All sorts of new ratios but no new solutions
Over the years we have accumulated a rather impressive selection of letters and opinions directed to us as a publishing institution, and not intended, as most of the correspondence we receive, for publication. In this varied selection are included an assortment of congratulatory letters, analytical pieces, extracts from reports, requests for funding, many invitations to act as media partner to a host of events, and of course, the odd demand for payment, regardless of the previous existence of an invoice or not.
But the most prized item in my collection is a haughty letter from the former chief statistician, directed to us in 2010 after I dared criticise the assumptions and results of the 2008 Namibia Labour Force Survey.
At that time, I pointed out the weaknesses in the sampling methodology, the lack of corrective statistical application, and the obvious observable departure from reality. In short, I said the survey was not worth the paper it was printed on. This created somewhat of an uproar and I became the target.
Meanwhile, over the past two years, this survey has been discredited so fundamentally, I have begun to wonder why any rational individual still wastes time even taking note of its results. Eventually all this to and fro came to a head with the realisation, the National Planning Commission needs a new director as well as a new statistics division. I am glad to say that state of affairs has been remedied on both counts, so now we only need the new entity to provide us with concise, reliable and up to date statistics.
But lately, from other sources, I have noted two new concepts popping up in a small number of reports. The first is the so-called Dependency Ratio and the second is referred to as the Low Achievement Trap. I have to admit, until recently I have been ignorant about these concepts.
From the way the first concept is used, I gather it is a rather straightforward calculation. If the number of employed people is known and the total number of residents is known for any sample population, I assume the Dependency Ratio is the relationship between the two, expressed in any format chosen by the analyst. So, if we are 2.1 million Namibians and only 333453 of us are meaningfully employed, it means for every working individual, somehow there are 6.3 dependants for every person with a regular, steady income. It also means that 1.7 million Namibians are not working, either because they are unemployed, or because these individuals fall in a category that is not considered for employment due to demographics, i.e. age and gender considerations. It also means that only 13.7% of the entire population generates the income of which the whole country must live. Thus, as a percentage of the population, the not-employed make up around 86%. And I suppose this is where the Dependency Ratio comes from.

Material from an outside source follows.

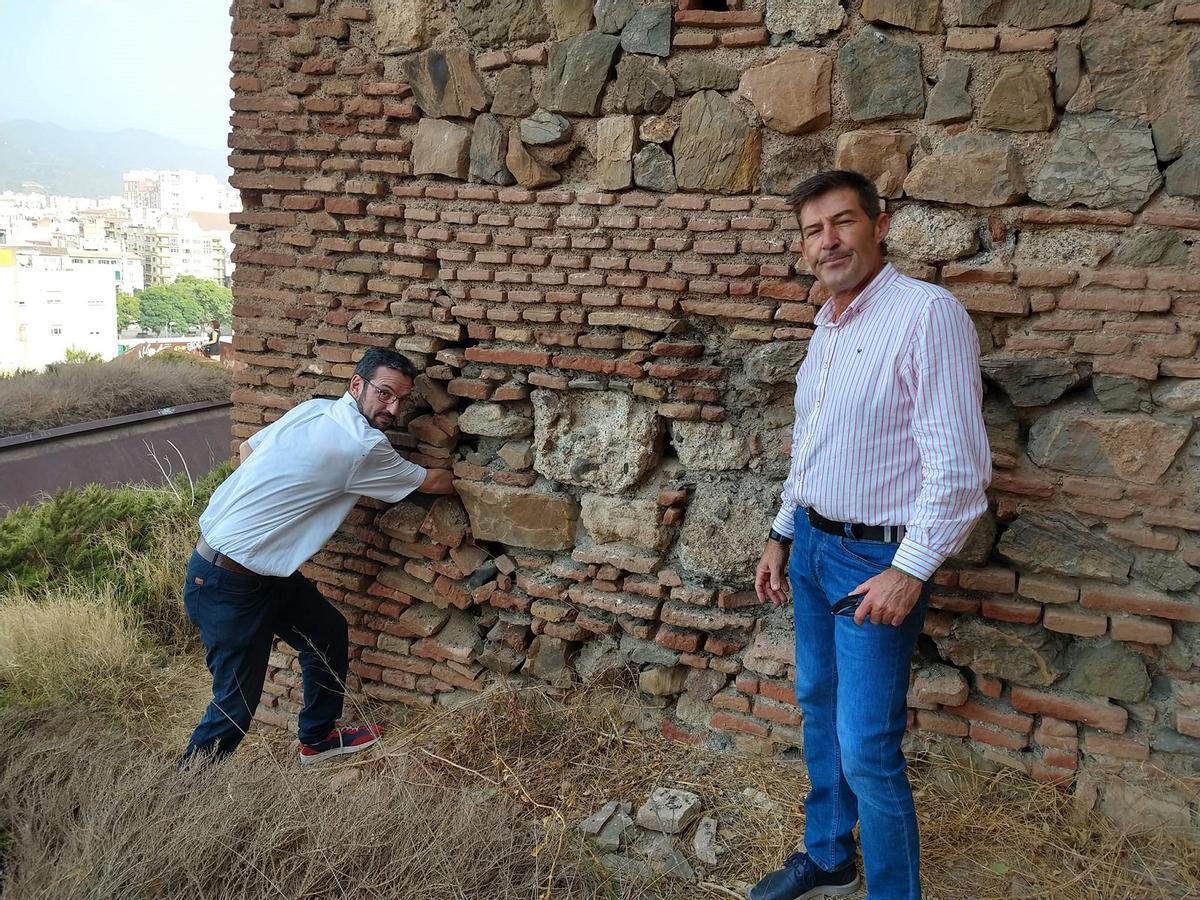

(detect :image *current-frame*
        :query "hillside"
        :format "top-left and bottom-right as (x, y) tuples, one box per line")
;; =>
(0, 119), (229, 197)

But as has been shown in a very small number of more reliable studies, the data on which we base all these quasi-statistical manipulations, is probably not dependable, turning everything that follows in its wake into somewhat of an academic farce. (Two years ago I likened it to the output of the Zimbabwe Statistics Office that, despite all evidence to the contrary slapping one in the face, they continued to calculate meaningless inflation statistics right up to the point where Bobbels decided it costs him more to print money, than the value of the favours he thought he could buy with it.)
Then there is the low achievement trap. I have to admit, this weird concoction of a social sciences hypothesis, first confounded me. I asked myself why any person in his right mind, may want to find himself in a so-called low achievement trap, if the most obvious and foremost solution, is to set higher standards (for oneself). My lack of knowledge forced me to do some reading on the topic.
After some mental enlightenment, reluctantly I have to state there really does exist a social condition called a Low Achievement Trap although I still fail to fathom the origins or implications of this nefarious piece of pseudo science. It smacks all too much of another excuse of not reaching development targets, or of the pervasive inability of our education system to produce a new generation of invigorated, empowered, analytical minds.
If from all these observations, there is one positive aspect I have encountered, it was the delightful conclusion that, after the 2008 labour force survey, Namibia came out as the most productive political entity in the entire world. Let me quote from a recent report that tried to bring some sanity to the spaghetti statistics:
“Based on the 2008 NLFS employment figure, Namibia’s output per worker (labour productivity) exceeds all country blocks, such as Asia, North Africa, Sub-Sahara Africa and the World combined.” Now doesn’t that give one hope for the future.